Re: [Wikitech-l] Followup (Re: Tidy will be replaced by RemexHTML on Wikimedia wikis latest by June 2018)

2017-08-10 Thread יגאל חיטרון
Sorry for misunderstanding, I spoke about the whitespace.
Igal


2017-08-10 22:06 GMT+03:00 Subramanya Sastry :

>
> On 08/10/2017 02:49 PM, יגאל חיטרון wrote:
>
>> Hello and thank you for this. Is there a phab ticket to follow the
>> deployment process?
>> Igal (User:IKhitron)
>>
> We have the original Tidy replacement ticket (
> https://phabricator.wikimedia.org/T89331) but, as we get closer to start
> making phased deployments, we'll create phab tickets to track deployments
> separately.
>
>
> Subbu.
>
>
> ___
> Wikitech-l mailing list
> Wikitech-l@lists.wikimedia.org
> https://lists.wikimedia.org/mailman/listinfo/wikitech-l
>
___
Wikitech-l mailing list
Wikitech-l@lists.wikimedia.org
https://lists.wikimedia.org/mailman/listinfo/wikitech-l

Re: [Wikitech-l] Followup (Re: Tidy will be replaced by RemexHTML on Wikimedia wikis latest by June 2018)
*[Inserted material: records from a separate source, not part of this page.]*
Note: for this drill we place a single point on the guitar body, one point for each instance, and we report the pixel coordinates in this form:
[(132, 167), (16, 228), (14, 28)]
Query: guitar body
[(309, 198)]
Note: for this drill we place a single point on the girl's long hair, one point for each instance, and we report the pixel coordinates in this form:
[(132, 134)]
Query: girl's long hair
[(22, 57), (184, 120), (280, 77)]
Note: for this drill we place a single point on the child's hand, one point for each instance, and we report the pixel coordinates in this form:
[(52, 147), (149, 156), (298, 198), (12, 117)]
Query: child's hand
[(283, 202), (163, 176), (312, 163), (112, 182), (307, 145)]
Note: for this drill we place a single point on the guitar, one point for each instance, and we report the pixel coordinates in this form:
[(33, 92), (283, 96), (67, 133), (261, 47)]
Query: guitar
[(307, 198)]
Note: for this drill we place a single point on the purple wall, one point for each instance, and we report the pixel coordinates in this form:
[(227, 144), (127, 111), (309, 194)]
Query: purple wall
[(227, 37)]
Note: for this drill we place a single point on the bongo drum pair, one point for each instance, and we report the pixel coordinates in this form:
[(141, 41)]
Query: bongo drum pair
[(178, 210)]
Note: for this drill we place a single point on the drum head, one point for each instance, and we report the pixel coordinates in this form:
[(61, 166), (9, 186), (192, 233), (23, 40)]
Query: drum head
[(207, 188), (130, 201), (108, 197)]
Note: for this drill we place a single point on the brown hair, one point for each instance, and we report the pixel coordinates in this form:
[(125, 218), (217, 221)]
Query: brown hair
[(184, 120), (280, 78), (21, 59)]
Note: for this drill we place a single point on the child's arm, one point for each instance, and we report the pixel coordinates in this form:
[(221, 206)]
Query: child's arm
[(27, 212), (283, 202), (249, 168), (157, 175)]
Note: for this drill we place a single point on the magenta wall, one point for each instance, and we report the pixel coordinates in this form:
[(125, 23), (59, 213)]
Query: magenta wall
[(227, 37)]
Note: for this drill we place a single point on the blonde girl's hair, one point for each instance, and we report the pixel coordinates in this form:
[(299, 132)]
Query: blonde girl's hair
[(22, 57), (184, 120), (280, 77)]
2017-08-10 Thread Subramanya Sastry


On 08/10/2017 02:49 PM, יגאל חיטרון wrote:

Hello and thank you for this. Is there a phab ticket to follow the
deployment process?
Igal (User:IKhitron)
We have the original Tidy replacement ticket 
(https://phabricator.wikimedia.org/T89331) but, as we get closer to 
start making phased deployments, we'll create phab tickets to track 
deployments separately.


Subbu.


___
Wikitech-l mailing list
Wikitech-l@lists.wikimedia.org
https://lists.wikimedia.org/mailman/listinfo/wikitech-l

Re: [Wikitech-l] Followup (Re: Tidy will be replaced by RemexHTML on Wikimedia wikis latest by June 2018)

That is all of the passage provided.